Der BFH möchte mit dem BMF abklären, ob eine zweistufige Zusammenfassung gemäß § 4 Abs. 6 S. 1 KStG möglich ist. Dabei ist fraglich, ob die Voraussetzungen des Gesetzes bei der Zusammenfassung im zweiten Schritt zu beiden bereits zusammengefassten Betrieben gewerblicher Art (BgA) erfüllt sein müssen oder nur zu einem davon.

Insbesondere geht es darum, ob im vorliegenden Fall der BgA Freibad unabhängig voneinander mit dem BgA BHKW und dem BgA Wasserversorgung technisch-wirtschaftlich verflochten sein muss, oder ob eine Zusammenfassung jeweils nur mit einem dieser BgA möglich ist. Je nach Auslegung könnte die Reihenfolge der Schritte entscheidend dafür sein, ob eine Zusammenfassung möglich ist oder nicht. Es könnte auch Situationen geben, in denen drei BgA leichter zusammenzufassen wären als nur zwei.

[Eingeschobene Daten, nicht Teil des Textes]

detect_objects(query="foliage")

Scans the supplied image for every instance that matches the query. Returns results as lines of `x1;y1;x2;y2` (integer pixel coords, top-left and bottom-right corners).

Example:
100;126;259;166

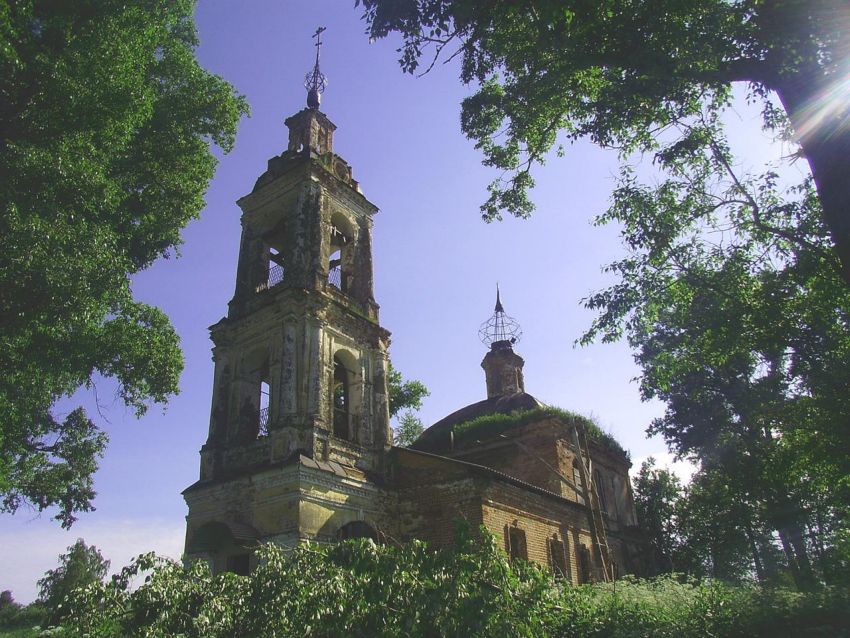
393;410;425;447
387;363;431;417
67;532;850;638
38;538;109;625
632;456;682;572
583;102;850;586
357;0;850;284
0;0;246;527
0;603;47;638
454;406;628;455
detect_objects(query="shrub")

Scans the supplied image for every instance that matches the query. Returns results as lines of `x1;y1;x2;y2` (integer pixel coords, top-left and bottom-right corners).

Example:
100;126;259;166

Der BFH stellt zudem die Frage, ob eine Zusammenfassung ohne organisatorische Verflechtung der zusammenzufassenden BgA gemäß § 4 Abs. 6 S. 1 KStG möglich ist. Obwohl das BMF-Schreiben vom 12.11.2019 besagt, dass eine organisatorische Verflechtung nicht erforderlich ist, hatte die Rechtsprechung vor der Einführung von § 4 Abs. 6 KStG eine abweichende Position. Daher stellt der BFH die Frage, ob das Gesetz dieses Erfordernis weiterhin impliziert oder ob die frühere Rechtsprechung für vergangene Fälle nicht mehr relevant ist.

Hinweis: Der Ausgang des Verfahrens kann große Auswirkungen auf den steuerlichen Querverbund und die Steuerquote haben. Davon betroffen sind nicht nur Betriebe gewerblicher Art, sondern auch Stadtwerke-Konzerne.